At an Internet Of Things conference this year I gave a speech on why traditional business models will be disrupted by IOT and Open Data. One such example I used was the car insurance industry, and how I believed that telematics was already dead. I was immediately pounced on during the break by a senior head of insurance at a UK challenger bank asking to explain myself in more detail. It was fairly simple.
The little black box we allow to be installed in our cars for the promise of cheaper car insurance are proprietary and owned by the insurer. As drivers we are not allowed access to the data we are generating, but we are happy to accept this situation. Yet what would it take to change the terms and conditions to allow us to analyse the data ? Or go one step further;
- install a telematics box that we have purchased separately,
- decide which datasets the insurance company is allowed to receive solely to calculate the insurance premiums
- use the data to understand our own driving habits
This is self explanatory, and the consumer begins to exercise a certain amount of control over the information they generate and provide. For insurance companies, it would provide a little more in the way of trust from the consumer knowing that they are receiving only the information they need and no more. But going further, there’s little need for a little black box if the insurer deals with the car manufacturer to gain access to the data directly from the car itself, and the consumer is still in control. If connected cars are the way forward then insurers (if they are clever) should already be negotiating with the likes of Ford, Tesla, Honda, Nissan and so on in this regard.
But where does Open Data fit into this equation ?
From a social and corporate responsibility standpoint, there is nothing to stop the insurer from sharing real-time sensor data they gather, analyse and extrapolate with other bodies concerned with road safety and traffic monitoring, in an open manner. This is not the passing of information for marketing purposes as they do today, this is giving access to data that would provide a service elsewhere without charge or hidden agenda.
If you consider the lifestyle example I painted a while back in a previous article, it combined a number of industries together all in a single use case.
- Consumer Wearables and Homeware
The data itself is the key to unlocking a number of benefits and how we act on that data, and the Open Data movement will play a large part in the future of every industry, despite the apparent contradictory nature of the terms. Without this, there is no way to fulfil the above scenario, and no way for the internet of things to ever prove itself.
“Open data is the idea that certain data should be freely available to everyone to use and republish as they wish, without restrictions from copyright, patents, or other mechanisms of control.”
What individuals and industries need is a common platform for open data to exist. Every human, by right, must have a way to collate and hold the information they generate, and dictate who can use elements of this information for our own returns. And with an open data platform for every person comes the means to analyse the information. And it goes the same for businesses in every industry. If an evolved internet of things, or living web as I like to call its future state, is to ever achieve its full potential then the sharing of real-time and extrapolated data across industries has to take place in the same manner not be locked in proprietary systems under singular control of corporations.
It’s becoming a serious business, with Marc Andreessen already betting big on Samsara after investing $25m.
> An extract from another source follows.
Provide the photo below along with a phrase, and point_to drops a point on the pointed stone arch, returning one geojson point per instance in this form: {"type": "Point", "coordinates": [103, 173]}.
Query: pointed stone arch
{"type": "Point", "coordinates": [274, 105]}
At Samsara, we believe that by making it easy to deploy sensors and analyze their data, customers of all types will be able to use them by the thousands, and in places they’ve never been used before.
“The end state is fairly obvious – every light, every doorknob will be connected to the internet. Just like with the web itself, there will be thousands of of use cases – energy efficiency, food safety, major problems that aren’t as obvious as smartwatches and wearables,” says Andreessen in an interview in the Telegraph.
What remains to be seen is whether Samsara and Andreessen understand that open data has to play a large part in the future state of IOT, or risk just becoming another platform player, no matter how attractive the price may be compared to IBM or SAP.
For example, OpenSensors.io is a startup dedicated to IoT and the value of open data. You decide whether to publish your data for all to access with an open data license or keep it for your private use. You can share communal data with the world or privately to build your own services, and services built in this way become agnostic to the device.
We’re making it easy for people to connect, deploy and remotely manage large deployments of sensors and internet-connected devices in the field at scale. We also provide the means for you to subscribe to and reuse publicly available real time data.
As open data allows every business to rethink how it uses data, and how it can unlock the value of that data for use elsewhere, it drives a different strategy and focus for any transformational programme of work. Both the data and the customer, partner, supplier experience becomes the central point of the organisation from which everything else must span from, including innovation.
But open data threatens those with proprietary platforms and rightly so. And companies like Apple are right in the firing line given their approach to locking in consumers to the Apple ecosystem, and their apparent stance on data privacy.
If future forecasts are to come true, and every physical object will have an embedded sensor connected and sharing data, it can only happen if that data is open and accessible across industries. Until then, no amount of sensors deployed will ever connect the dots in the way we hope it will.
Best wishes from me, have a great holiday season.